Penrose aims to reinvent movies in VR

Marco della Cava
USA TODAY
Eugene Chung, the son of an opera singer and a CPA, founded Penrose Studios in order to be on the leading edge of original entertainment content creation for virtual reality hardware such as Oculus Rift and HTC Vive.

SAN FRANCISCO – As a reporter covering virtual reality, I've been chased by a realistic T-Rex and fake-trudged up the Khumbu Icefall on Mount Everest. But while both experiences temporarily took my breath away, they didn't take me away.

Then I visited the animated virtual reality world of Allumette, and quickly and completely vanished inside another realm thanks to a combination of nuanced storytelling and exquisite graphics.

Created by Penrose Studios, Allumette - a sneak preview of which will premiere at the Sundance Film Festival this week, along with another Penrose short called The Rose and I - tells the story of an orphan girl whose world consists of cloud-based cities and gondola-shaped floating ships. Thanks to sophisticated VR goggles and light boxes that track my movements, I was able to walk in and around this world as the animated movie unspooled before me.

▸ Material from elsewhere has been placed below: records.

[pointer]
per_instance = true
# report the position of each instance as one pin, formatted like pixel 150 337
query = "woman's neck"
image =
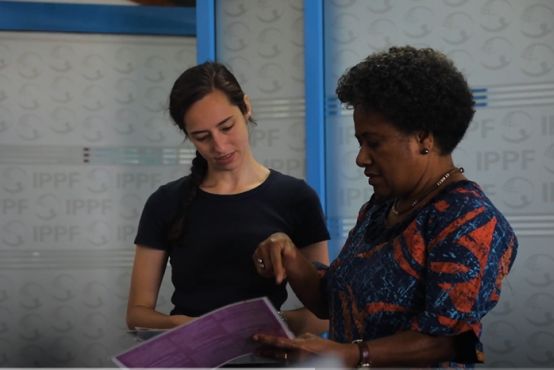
pixel 246 177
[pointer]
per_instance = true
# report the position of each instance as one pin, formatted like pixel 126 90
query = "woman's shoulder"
pixel 171 189
pixel 289 182
pixel 464 200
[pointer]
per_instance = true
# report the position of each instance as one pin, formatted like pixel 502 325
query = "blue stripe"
pixel 92 18
pixel 205 31
pixel 314 93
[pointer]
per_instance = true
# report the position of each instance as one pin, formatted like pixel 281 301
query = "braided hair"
pixel 191 86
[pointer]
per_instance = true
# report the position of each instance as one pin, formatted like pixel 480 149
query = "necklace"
pixel 441 181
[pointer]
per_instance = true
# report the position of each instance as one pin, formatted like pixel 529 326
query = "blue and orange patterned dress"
pixel 438 272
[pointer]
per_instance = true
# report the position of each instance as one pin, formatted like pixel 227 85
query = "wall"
pixel 84 139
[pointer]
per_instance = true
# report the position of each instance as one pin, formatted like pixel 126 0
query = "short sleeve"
pixel 153 225
pixel 466 261
pixel 309 220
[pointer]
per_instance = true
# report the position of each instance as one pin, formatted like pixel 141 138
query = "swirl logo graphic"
pixel 496 53
pixel 517 126
pixel 549 158
pixel 537 21
pixel 518 192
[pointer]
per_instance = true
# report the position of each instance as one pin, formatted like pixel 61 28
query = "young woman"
pixel 209 223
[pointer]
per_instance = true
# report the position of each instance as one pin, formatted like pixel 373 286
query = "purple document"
pixel 210 340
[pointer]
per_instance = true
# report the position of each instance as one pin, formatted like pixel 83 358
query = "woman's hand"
pixel 305 347
pixel 273 255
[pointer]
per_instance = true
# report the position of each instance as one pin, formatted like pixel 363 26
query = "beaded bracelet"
pixel 364 359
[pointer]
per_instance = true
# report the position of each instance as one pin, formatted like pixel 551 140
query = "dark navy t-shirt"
pixel 212 265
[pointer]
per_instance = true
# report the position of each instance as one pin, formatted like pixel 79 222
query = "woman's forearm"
pixel 143 317
pixel 306 284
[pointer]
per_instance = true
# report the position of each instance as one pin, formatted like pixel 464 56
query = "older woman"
pixel 208 223
pixel 427 257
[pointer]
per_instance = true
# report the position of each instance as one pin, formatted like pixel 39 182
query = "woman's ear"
pixel 425 140
pixel 248 106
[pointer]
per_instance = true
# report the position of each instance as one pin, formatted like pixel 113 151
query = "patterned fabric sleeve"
pixel 467 258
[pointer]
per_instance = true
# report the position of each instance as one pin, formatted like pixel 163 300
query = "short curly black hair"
pixel 415 90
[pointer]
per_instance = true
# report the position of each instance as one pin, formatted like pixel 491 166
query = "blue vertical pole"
pixel 205 30
pixel 314 92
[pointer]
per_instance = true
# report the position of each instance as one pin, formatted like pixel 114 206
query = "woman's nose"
pixel 218 142
pixel 363 158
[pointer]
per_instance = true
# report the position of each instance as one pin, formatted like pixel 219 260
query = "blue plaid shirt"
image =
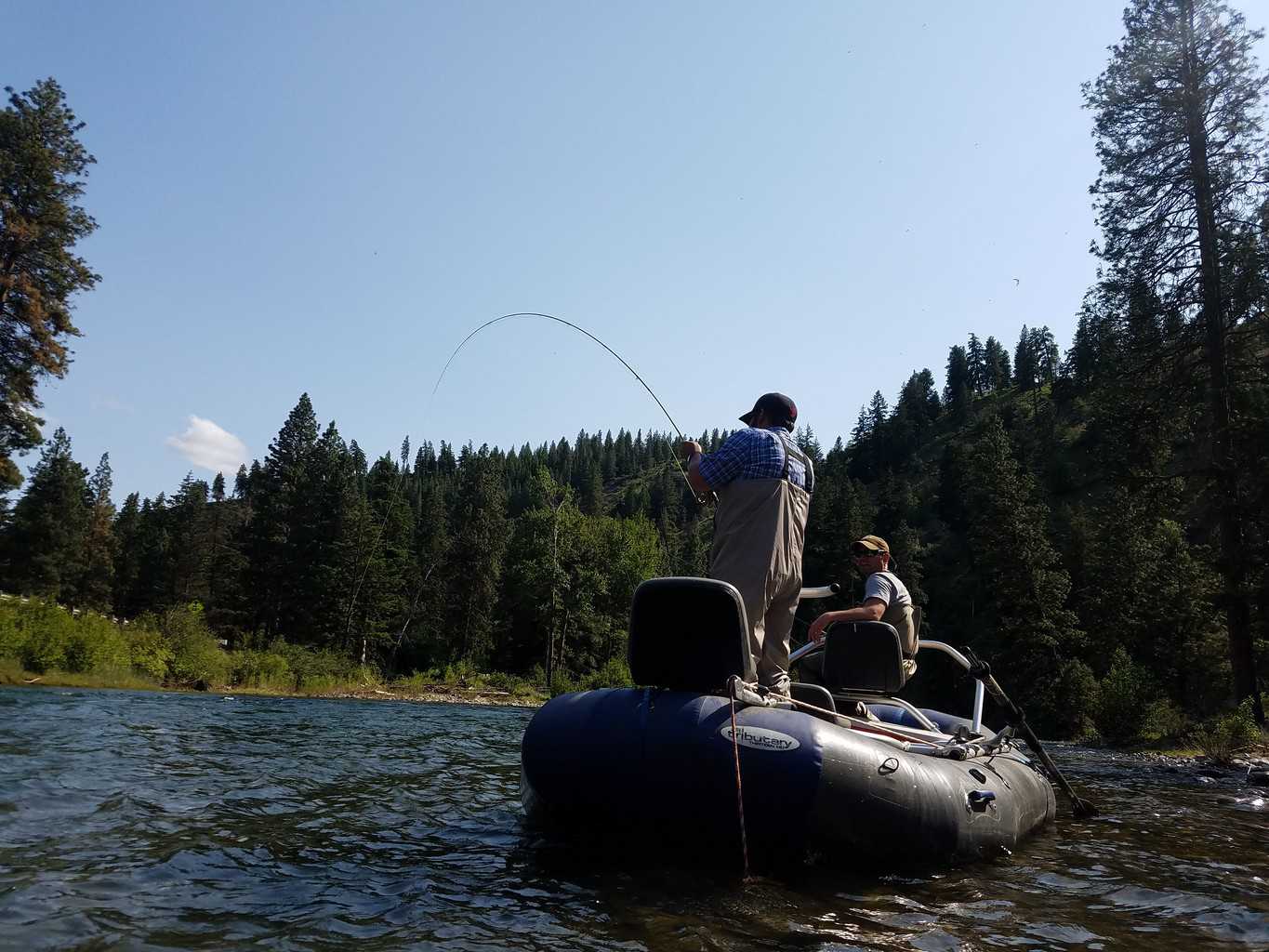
pixel 751 455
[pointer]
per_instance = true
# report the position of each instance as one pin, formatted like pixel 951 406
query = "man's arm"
pixel 694 479
pixel 871 611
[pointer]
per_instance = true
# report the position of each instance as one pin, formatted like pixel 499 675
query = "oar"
pixel 981 670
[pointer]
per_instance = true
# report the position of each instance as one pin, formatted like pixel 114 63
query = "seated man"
pixel 886 600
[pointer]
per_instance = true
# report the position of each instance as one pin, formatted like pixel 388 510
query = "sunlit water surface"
pixel 136 820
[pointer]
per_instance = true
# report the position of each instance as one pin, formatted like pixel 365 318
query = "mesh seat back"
pixel 863 656
pixel 688 633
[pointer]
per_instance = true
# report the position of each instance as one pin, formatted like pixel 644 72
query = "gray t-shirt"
pixel 887 588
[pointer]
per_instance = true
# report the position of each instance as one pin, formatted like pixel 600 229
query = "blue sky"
pixel 816 197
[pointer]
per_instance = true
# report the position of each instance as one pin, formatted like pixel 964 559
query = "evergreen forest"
pixel 1091 516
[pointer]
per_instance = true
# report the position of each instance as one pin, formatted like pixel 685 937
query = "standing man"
pixel 763 482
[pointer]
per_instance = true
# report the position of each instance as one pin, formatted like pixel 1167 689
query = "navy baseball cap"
pixel 779 409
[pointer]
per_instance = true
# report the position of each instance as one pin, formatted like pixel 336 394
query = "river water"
pixel 181 822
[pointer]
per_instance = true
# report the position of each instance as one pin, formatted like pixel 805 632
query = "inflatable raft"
pixel 843 772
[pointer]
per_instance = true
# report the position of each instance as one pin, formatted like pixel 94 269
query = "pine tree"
pixel 1182 153
pixel 957 391
pixel 97 586
pixel 44 544
pixel 1019 614
pixel 42 172
pixel 976 360
pixel 477 544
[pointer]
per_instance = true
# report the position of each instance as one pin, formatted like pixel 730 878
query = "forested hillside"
pixel 1094 518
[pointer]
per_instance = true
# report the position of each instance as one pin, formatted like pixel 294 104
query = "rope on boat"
pixel 891 733
pixel 740 794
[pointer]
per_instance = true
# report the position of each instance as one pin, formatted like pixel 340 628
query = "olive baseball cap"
pixel 779 409
pixel 873 544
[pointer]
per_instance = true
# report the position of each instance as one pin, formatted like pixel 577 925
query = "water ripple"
pixel 179 822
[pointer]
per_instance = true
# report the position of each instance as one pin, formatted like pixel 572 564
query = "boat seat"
pixel 689 633
pixel 817 695
pixel 863 656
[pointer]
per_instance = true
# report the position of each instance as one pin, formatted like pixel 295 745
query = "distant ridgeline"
pixel 1051 513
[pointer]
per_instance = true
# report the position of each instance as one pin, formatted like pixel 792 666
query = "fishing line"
pixel 427 413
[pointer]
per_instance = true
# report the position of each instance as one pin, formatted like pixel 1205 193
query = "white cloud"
pixel 208 445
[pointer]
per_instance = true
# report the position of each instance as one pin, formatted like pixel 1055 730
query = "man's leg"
pixel 773 666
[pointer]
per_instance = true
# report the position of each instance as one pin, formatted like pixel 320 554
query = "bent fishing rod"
pixel 441 377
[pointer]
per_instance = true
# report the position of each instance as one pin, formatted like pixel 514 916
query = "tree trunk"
pixel 1233 556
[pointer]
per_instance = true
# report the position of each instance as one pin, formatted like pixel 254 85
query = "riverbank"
pixel 434 692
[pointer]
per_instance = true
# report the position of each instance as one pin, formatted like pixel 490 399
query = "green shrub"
pixel 1163 720
pixel 260 669
pixel 1226 735
pixel 615 673
pixel 320 669
pixel 149 652
pixel 46 635
pixel 1077 706
pixel 1123 697
pixel 96 643
pixel 10 632
pixel 562 683
pixel 197 655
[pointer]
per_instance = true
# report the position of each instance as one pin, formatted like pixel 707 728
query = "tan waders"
pixel 759 530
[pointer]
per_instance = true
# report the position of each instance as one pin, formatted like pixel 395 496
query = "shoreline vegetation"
pixel 44 643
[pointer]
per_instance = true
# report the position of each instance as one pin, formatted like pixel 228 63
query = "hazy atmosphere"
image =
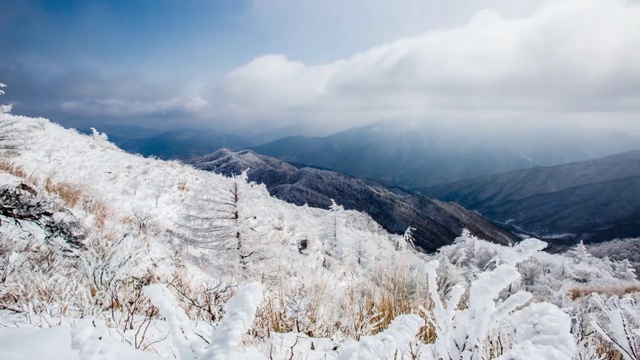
pixel 329 65
pixel 320 179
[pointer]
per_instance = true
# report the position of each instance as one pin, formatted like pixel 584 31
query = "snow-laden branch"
pixel 188 344
pixel 89 337
pixel 240 311
pixel 462 333
pixel 400 332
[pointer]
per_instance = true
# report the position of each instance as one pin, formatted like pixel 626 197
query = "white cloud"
pixel 568 56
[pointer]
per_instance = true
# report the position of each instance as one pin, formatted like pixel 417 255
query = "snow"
pixel 125 257
pixel 55 344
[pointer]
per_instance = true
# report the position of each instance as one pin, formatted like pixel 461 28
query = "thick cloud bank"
pixel 567 57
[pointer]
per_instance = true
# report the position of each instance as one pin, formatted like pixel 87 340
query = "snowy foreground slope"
pixel 105 255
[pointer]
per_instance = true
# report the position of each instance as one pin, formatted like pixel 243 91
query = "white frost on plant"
pixel 543 331
pixel 188 344
pixel 98 135
pixel 523 251
pixel 89 337
pixel 462 334
pixel 240 312
pixel 617 326
pixel 400 332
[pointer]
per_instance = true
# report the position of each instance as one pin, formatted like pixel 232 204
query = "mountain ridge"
pixel 436 223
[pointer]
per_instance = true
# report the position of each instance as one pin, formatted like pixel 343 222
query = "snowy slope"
pixel 109 255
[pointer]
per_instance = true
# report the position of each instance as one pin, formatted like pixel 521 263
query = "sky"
pixel 325 64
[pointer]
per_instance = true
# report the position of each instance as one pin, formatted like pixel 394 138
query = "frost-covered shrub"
pixel 619 324
pixel 463 333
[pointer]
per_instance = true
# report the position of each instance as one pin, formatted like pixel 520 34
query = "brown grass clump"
pixel 73 195
pixel 619 291
pixel 13 169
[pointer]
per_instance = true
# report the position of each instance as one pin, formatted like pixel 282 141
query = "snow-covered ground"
pixel 107 255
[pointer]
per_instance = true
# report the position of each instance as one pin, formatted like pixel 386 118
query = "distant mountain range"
pixel 436 223
pixel 414 155
pixel 183 144
pixel 594 200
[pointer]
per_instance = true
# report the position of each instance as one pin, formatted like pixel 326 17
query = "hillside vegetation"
pixel 108 255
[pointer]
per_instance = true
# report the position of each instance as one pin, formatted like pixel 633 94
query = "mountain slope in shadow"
pixel 594 200
pixel 436 223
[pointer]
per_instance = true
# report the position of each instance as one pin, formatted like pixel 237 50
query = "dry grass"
pixel 73 195
pixel 13 169
pixel 619 291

When the title character hunches and begins to cry, I lean in close to see her tears. When her ship breaks down, I walk around its belly as the protagonist works to get the engine’s gears moving again. I’m both visiting this world, and of it.

The experience is so new as to be unsettling. Which is perhaps why its director, virtual reality expert Eugene Chung, likes to use an analogy from a techno-cultural leap of a previous century.

“In the late 1800s, opera and stage plays dominated as the immersive cultural art forms of their day, and then suddenly came cinema,” says Chung, CEO and founder of VR content company Penrose Studios. “Cinema will be transformed by VR, and this new artistic language will be as different as cinema’s was to opera.”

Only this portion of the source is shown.